For passenger ships, comfort is an important design index of the propulsive system (Cinquemani and Braghin 2017). In particular, the design requires of propulsive system for mini polar cruises are very different from those of ordinary ships. On one hand, the polar sea conditions are relatively bad, even accompanied by ice floes. In addition, mini polar cruises start and stop frequently, and required power fluctuates drastically. Diesel engines cannot always run in high-efficiency area, which increases fuel consumption and operational costs. On the other hand, the vibration and noise of mini polar cruises will not only reduce the comfort, but also affect creatures underwater and destroy the polar environment (Gardiner 2020, Shijin, Yaqiong et al. 2020). Not only can annual pure electric navigation improve the comfort of the ship, but also reduce the vibration and noise of the ship, reduce the disturbance to creatures underwater, and achieve zero emissions.
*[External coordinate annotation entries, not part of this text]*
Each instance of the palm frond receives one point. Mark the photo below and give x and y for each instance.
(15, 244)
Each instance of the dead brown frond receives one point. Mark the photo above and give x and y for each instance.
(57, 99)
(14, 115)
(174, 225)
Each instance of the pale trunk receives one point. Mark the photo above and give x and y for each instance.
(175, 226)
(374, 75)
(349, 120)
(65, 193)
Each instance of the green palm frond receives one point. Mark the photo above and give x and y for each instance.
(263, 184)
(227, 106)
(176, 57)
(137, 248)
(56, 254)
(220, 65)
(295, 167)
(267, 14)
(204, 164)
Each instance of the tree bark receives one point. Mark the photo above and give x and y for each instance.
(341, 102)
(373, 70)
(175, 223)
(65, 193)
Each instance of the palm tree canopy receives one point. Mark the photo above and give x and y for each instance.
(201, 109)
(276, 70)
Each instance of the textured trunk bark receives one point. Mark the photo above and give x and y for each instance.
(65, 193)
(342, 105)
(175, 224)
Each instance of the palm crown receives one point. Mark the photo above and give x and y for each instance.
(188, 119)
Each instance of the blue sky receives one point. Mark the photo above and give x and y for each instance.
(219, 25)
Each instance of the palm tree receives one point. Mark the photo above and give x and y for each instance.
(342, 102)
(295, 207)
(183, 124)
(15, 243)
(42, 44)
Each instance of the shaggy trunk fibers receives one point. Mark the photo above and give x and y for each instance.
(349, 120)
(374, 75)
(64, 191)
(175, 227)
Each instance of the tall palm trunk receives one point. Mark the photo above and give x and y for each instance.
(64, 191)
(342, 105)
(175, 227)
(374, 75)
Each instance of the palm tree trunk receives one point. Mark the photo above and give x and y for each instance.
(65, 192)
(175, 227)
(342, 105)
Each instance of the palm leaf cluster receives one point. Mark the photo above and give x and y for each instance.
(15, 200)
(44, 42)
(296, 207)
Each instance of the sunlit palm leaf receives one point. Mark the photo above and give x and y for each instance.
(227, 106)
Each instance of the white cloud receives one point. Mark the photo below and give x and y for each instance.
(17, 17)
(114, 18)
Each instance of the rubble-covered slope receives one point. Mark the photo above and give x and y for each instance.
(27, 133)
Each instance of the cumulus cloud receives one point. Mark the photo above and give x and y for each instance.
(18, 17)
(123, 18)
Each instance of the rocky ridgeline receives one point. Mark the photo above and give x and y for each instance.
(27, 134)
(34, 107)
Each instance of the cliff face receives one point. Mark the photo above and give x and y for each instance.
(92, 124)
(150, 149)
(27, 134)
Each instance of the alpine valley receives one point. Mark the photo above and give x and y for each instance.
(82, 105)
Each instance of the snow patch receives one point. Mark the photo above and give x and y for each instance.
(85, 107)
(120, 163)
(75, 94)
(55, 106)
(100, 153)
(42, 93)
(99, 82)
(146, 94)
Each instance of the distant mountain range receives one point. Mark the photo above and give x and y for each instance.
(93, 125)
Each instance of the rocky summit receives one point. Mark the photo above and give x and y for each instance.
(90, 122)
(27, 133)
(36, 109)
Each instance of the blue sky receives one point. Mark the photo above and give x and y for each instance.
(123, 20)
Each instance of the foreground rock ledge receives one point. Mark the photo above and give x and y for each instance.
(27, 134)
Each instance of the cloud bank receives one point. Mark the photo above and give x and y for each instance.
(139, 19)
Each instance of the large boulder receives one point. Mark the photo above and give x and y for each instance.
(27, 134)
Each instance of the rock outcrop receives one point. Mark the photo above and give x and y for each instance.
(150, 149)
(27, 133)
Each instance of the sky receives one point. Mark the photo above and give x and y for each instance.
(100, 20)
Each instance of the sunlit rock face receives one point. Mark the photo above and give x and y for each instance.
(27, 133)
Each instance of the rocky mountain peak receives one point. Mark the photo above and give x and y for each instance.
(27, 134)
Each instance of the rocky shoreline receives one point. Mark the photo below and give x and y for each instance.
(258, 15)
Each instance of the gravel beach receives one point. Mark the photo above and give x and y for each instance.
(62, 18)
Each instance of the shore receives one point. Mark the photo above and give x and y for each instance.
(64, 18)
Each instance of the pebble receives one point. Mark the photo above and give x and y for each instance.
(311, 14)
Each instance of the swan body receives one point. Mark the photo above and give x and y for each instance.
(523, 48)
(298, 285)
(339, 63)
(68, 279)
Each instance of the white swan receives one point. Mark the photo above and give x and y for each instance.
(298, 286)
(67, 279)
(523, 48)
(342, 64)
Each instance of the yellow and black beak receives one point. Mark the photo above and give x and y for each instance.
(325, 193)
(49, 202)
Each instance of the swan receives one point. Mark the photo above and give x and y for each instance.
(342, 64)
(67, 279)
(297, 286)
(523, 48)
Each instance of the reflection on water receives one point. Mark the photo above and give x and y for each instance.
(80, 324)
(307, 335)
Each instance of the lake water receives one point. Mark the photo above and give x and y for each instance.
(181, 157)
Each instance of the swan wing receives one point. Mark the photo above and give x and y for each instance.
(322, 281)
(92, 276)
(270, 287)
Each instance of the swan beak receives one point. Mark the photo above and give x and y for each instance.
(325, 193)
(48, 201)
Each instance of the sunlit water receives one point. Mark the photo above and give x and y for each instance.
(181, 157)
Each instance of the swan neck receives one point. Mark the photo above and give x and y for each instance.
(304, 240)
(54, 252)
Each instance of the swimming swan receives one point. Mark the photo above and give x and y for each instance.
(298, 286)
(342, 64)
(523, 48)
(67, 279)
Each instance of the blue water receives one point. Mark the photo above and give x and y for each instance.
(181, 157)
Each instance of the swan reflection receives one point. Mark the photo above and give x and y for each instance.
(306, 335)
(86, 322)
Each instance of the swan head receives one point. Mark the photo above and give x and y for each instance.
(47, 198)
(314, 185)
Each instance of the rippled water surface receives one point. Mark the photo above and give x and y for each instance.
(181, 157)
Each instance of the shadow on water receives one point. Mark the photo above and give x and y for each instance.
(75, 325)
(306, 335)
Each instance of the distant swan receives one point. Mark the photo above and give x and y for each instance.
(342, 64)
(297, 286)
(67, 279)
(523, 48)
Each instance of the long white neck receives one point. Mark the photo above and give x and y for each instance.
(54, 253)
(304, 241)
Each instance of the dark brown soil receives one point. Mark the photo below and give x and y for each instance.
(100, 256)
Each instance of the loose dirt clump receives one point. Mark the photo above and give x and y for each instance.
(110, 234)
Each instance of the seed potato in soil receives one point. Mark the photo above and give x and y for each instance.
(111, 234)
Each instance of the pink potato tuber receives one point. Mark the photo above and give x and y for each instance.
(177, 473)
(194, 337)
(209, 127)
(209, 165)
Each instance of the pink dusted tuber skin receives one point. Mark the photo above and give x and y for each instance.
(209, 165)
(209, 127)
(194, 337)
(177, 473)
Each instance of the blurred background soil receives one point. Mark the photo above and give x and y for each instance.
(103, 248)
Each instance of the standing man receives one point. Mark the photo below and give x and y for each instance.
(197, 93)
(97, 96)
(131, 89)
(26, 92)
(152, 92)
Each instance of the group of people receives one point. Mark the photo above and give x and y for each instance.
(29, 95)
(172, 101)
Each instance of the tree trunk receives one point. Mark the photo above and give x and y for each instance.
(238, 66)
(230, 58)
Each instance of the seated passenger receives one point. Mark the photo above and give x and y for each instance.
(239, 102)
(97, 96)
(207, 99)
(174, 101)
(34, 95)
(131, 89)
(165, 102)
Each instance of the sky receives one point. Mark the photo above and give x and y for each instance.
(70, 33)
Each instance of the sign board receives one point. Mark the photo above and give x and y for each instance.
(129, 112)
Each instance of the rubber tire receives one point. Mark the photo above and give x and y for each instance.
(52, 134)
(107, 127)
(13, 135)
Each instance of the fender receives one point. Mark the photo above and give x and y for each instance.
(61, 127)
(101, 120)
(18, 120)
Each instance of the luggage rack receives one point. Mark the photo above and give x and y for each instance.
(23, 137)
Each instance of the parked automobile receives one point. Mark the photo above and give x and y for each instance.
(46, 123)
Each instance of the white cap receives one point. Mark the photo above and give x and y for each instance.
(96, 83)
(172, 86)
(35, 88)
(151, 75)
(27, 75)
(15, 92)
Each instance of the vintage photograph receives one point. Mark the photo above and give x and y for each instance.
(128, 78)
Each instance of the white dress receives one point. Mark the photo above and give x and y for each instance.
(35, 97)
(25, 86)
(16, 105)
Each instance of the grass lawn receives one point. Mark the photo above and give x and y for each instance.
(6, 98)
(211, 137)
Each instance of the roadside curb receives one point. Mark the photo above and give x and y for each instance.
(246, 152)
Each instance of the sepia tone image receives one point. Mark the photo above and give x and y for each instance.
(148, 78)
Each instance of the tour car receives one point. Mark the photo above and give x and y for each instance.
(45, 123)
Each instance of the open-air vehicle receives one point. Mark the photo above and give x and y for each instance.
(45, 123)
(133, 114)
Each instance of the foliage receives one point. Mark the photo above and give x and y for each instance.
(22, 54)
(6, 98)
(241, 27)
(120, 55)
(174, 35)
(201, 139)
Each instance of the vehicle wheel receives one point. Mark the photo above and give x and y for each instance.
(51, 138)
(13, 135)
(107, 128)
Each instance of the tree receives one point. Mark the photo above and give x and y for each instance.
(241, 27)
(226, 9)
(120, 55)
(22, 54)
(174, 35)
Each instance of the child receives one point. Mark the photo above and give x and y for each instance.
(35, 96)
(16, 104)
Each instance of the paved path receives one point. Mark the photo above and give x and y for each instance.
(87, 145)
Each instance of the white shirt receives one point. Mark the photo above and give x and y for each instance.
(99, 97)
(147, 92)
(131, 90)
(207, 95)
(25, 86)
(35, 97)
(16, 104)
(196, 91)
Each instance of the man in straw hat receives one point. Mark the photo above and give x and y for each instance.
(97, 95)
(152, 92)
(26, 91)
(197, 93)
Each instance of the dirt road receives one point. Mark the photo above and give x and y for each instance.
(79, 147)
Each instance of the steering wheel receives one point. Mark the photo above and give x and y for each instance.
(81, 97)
Therefore, the design of propulsive system for mini polar cruises needs to take into account fuel consumption, operational costs and annual pure electric time.

With the development of shipping industry, environmental pollution and operational costs are increasing year by year (Wang, Yan et al. 2016, Yuan, Wang et al. 2018). To improve ship energy efficiency, the (International Maritime Organization (IMO) 2010) has proposed a number of stringent regulations, including ship energy efficiency management plan (SEEMP) and energy efficiency design index (EEDI). Thus, many approaches (Zhu, Chen et al. 2018, Zhang, Zhang et al. 2019, Nuchturee, Li et al. 2020) to improving ship energy efficiency have been proposed in recent years. Among them, hybrid electric propulsive systems (HEPSs) have attracted more and more attention due to its potential of saving fuel and reducing emission (Yuan, Wang et al. 2020). Since the HEPSs include at least two energy sources, optimal design is beneficial to improve the performance, for example, economy, environmental protection, and comfort. Existing research takes annual fuel consumption, greenhouse gas emissions or lifecycle cost as optimization objectives. In (Yuan, Wang et al. 2018), the solar power generation system was applied to a 5000-vehicle space pure car and truck carrier. Through the analysis of experimental data, they concluded that the HEPS can save 4.02% of fuel and 8.55% of carbon dioxide emission every year. In (Zhu, Chen et al. 2018), taking fuel consumption, greenhouse gas emission, and lifecycle cost as optimization objectives, the optimal design were obtained for the HEPS of an anchor handling tug supply vessel. In (Giap, Lee et al. 2020), the indirect-coupling and direct-coupling configurations of hybrid solid-oxide fuel cell and gas engine propulsive systems were proposed for crude oil tanker. The results showed that direct-coupling configurations can reduce more exergy destruction. In (Wu and Bucknall 2020), aiming at the constraints of power and energy density of fuel cell and lithium-ion battery in HEPS of coastal ships, an overall design method combining outer power multi-objective optimization and inner dynamic programming was proposed. It was verified that this method can reduce at least 65% of lifecycle greenhouse gas emissions.